Nelle ultime quattro o cinque settimane, i flussi di capitale non hanno più registrato afflussi netti. Sebbene siano continuati i flussi di capitale fresco verso le azioni dei mercati emergenti asiatici, allo stesso tempo si sono però registrati deflussi quasi altrettanto forti da altre regioni o da fondi azionari dei mercati emergenti che investono a livello globale. I deflussi dalle obbligazioni dei mercati emergenti sono proseguiti. Considerato che questo ha colpito a lungo soprattutto le obbligazioni in valuta locale, da luglio si è assistito anche a un aumento delle vendite di obbligazioni in valuta forte.

La Cina si trova davanti a una svolta “verso l’alto”?

Ciò potrebbe cambiare se l’aumento dei rendimenti negli USA terminasse e i tassi d’interesse iniziassero a scendere in modo duraturo, soprattutto perché allora anche il dollaro USA tenderebbe a indebolirsi leggermente. Allo stesso tempo, ci sono sempre più segnali che la congiuntura cinese abbia raggiunto il suo punto più basso. Tassi di crescita oltre il 7-8% non saranno più possibili, almeno non in modo permanente. Ma date le dimensioni dell’economia cinese, anche una crescita economica decisamente più modesta avrebbe ancora un impatto positivo su altri paesi emergenti e sul mondo in generale.

Escalation nel Medio Oriente

Negli ultimi giorni la situazione in Medio Oriente si è inasprita. Commando armati di Hamas provenienti dalla Striscia di Gaza hanno attaccato postazioni militari e insediamenti israeliani e hanno ucciso, ferito e rapito oltre mille soldati e civili. Da allora, Israele sta rispondendo con massicci attacchi aerei su Gaza, che, secondo le autorità palestinesi, finora hanno provocato diverse migliaia di vittime civili, tra cui circa mille bambini. Israele ha anche attaccato obiettivi in Siria e nella zona di confine con il Libano. Il primo ministro israeliano Netanyahu ha preparato la popolazione israeliana a una guerra lunga e sanguinosa. Allo stesso tempo, ha avvertito l’Iran e la milizia Hezbollah sostenuta dall’Iran di non intervenire nel conflitto. C’è stato un massiccio dispiegamento di mezzi navali degli USA nel Mediterraneo orientale.

Conflitto breve o grande guerra?

Tutto dipende dal perimetro che avrà il conflitto a Israele/Gaza e se ci sarà il coinvolgimento o l’interferenza di altri paesi. Questo è oggi impossibile da prevedere. Tuttavia, al momento, molto sembra indicare che questo conflitto non si trasformerà in una grande guerra, almeno non nel prossimo futuro. Non si può però escludere una conflagrazione nella regione.

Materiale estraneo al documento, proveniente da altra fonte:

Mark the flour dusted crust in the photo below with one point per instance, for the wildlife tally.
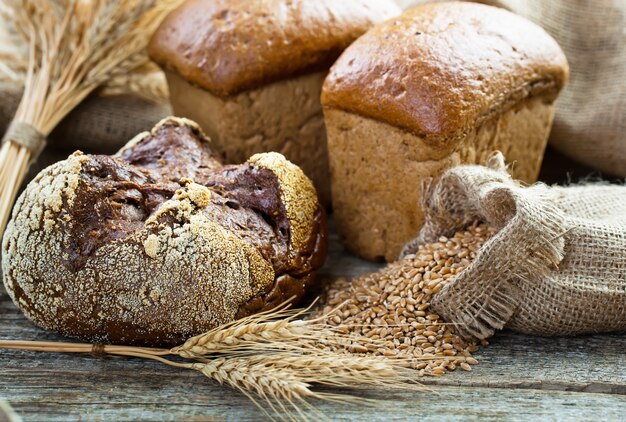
(162, 241)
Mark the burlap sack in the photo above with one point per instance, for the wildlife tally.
(590, 122)
(557, 265)
(100, 124)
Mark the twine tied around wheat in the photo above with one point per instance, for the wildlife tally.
(74, 46)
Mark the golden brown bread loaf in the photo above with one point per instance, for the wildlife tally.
(440, 85)
(128, 249)
(250, 72)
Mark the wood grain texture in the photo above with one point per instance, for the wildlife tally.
(519, 377)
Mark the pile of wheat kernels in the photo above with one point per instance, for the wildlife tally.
(391, 306)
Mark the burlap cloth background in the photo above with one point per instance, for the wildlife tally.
(590, 123)
(557, 265)
(102, 123)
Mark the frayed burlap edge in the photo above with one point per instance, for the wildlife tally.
(484, 297)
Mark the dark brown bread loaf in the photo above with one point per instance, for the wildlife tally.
(251, 72)
(128, 249)
(440, 85)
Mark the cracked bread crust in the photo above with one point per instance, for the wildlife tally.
(128, 249)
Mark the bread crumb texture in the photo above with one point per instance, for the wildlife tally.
(178, 275)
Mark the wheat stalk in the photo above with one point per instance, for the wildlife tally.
(74, 46)
(264, 357)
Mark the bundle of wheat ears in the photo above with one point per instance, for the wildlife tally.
(73, 47)
(273, 358)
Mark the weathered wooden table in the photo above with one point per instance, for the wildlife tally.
(518, 377)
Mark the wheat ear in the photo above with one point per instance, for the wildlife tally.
(279, 371)
(73, 48)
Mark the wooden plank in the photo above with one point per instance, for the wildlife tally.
(187, 399)
(518, 377)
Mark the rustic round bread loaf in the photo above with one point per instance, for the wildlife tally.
(128, 249)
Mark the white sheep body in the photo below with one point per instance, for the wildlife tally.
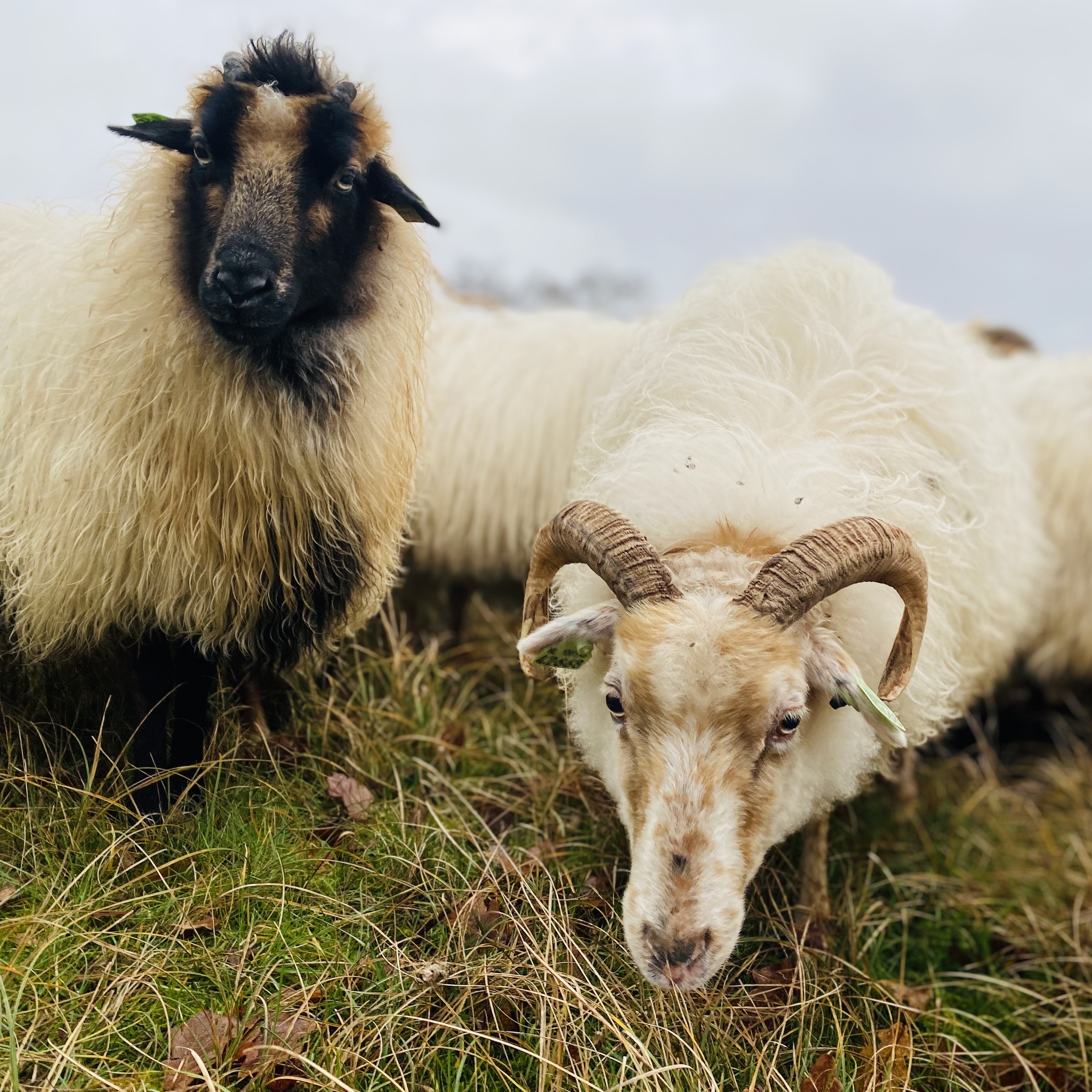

Possibili effetti sulle azioni e obbligazioni dei mercati emergenti

La grande maggioranza degli operatori dei mercati finanziari al momento continua a ipotizzare ancora un conflitto circoscritto e relativamente breve. Se dovesse emergere una maggiore probabilità di espansione del conflitto, il prezzo del petrolio potrebbe aumentare nettamente, così come il dollaro e i titoli di Stato USA. Le azioni e le obbligazioni dei mercati emergenti in valuta locale finirebbero probabilmente sotto pressione in uno scenario del genere, almeno temporaneamente. Questo è quanto suggeriscono in ogni caso le esperienze del passato, ma naturalmente ciò non significa che questi movimenti debbano manifestarsi in modo identico anche questa volta.